The final product of your homework (this file) should include a short summary of each graphic.

To submit this homework you will create the document in Rstudio, using the knitr package (button included in Rstudio) and then submit the document to your Rpubs account. Once uploaded you will submit the link to that document on Moodle. Please make sure that this link is hyperlinked and that I can see the visualization and the code required to create it.

Questions

Find the mtcars data in R. This is the dataset that you will use to create your graphics.

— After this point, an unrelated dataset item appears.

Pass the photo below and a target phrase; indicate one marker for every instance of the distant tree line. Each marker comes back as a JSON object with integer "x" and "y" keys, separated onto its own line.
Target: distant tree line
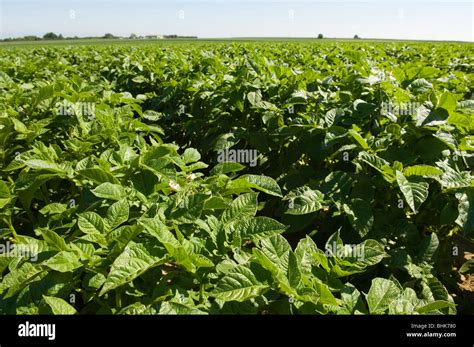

  1. Create a pie chart showing the proportion of cars from the mtcars data set that have different cylinder (cyl) values.
cyl.freq <- table(mtcars$cyl) #save cylinder frequencies
labls <- names(cyl.freq) #add unique cylinder values to labels
percents <- round(cyl.freq/sum(cyl.freq)*100) #Create % (proportions) of each cylinder values
labls <- paste(labls, percents) # add percent values to labels 
labls <- paste(labls,"%",sep="") # ad % symbol to labels, remove "" 
pie(cyl.freq,labels = labls,col=c("red","blue","green"), main="Cars Distribution on Different Cylinder Values") #create pie-chart

  1. Create a bar graph, that shows the number of each carb type in mtcars.
carb.freq<-table(mtcars$carb) #Save carburetor frequencies
labels.carb<-names(carb.freq) #Create labels for uniques carburetor values
barplot(carb.freq,main ="Car Distribution",xlab="Carburetor Values",ylab="Number of Cars",names.arg=labels.carb,col=rainbow(length(labels.carb))) #Create barplot

  1. Next show a stacked bar graph of the number of each gear type and how they are further divided out by cyl.
mytable<-table(mtcars$gear,mtcars$cyl) #Create a table for gear and cylinder frequencies
label.gears<-paste(names(table(mtcars$gear))," Gears") #Create a vector with gears' labels
barplot(mytable,main="Car Distribution by Gears & Cylinders", 
        xlab="Number of Gears",
        ylab="Number of Cars",
        names.arg = label.gears,
        col = c("grey","orange","pink"),
        cex.names = 0.8,
        cex.axis = 0.8,
        space = 0.05,
        legend.text = rownames(mytable),
        args.legend = list(x ='topright', bty='n', inset=c(-0.085,0)))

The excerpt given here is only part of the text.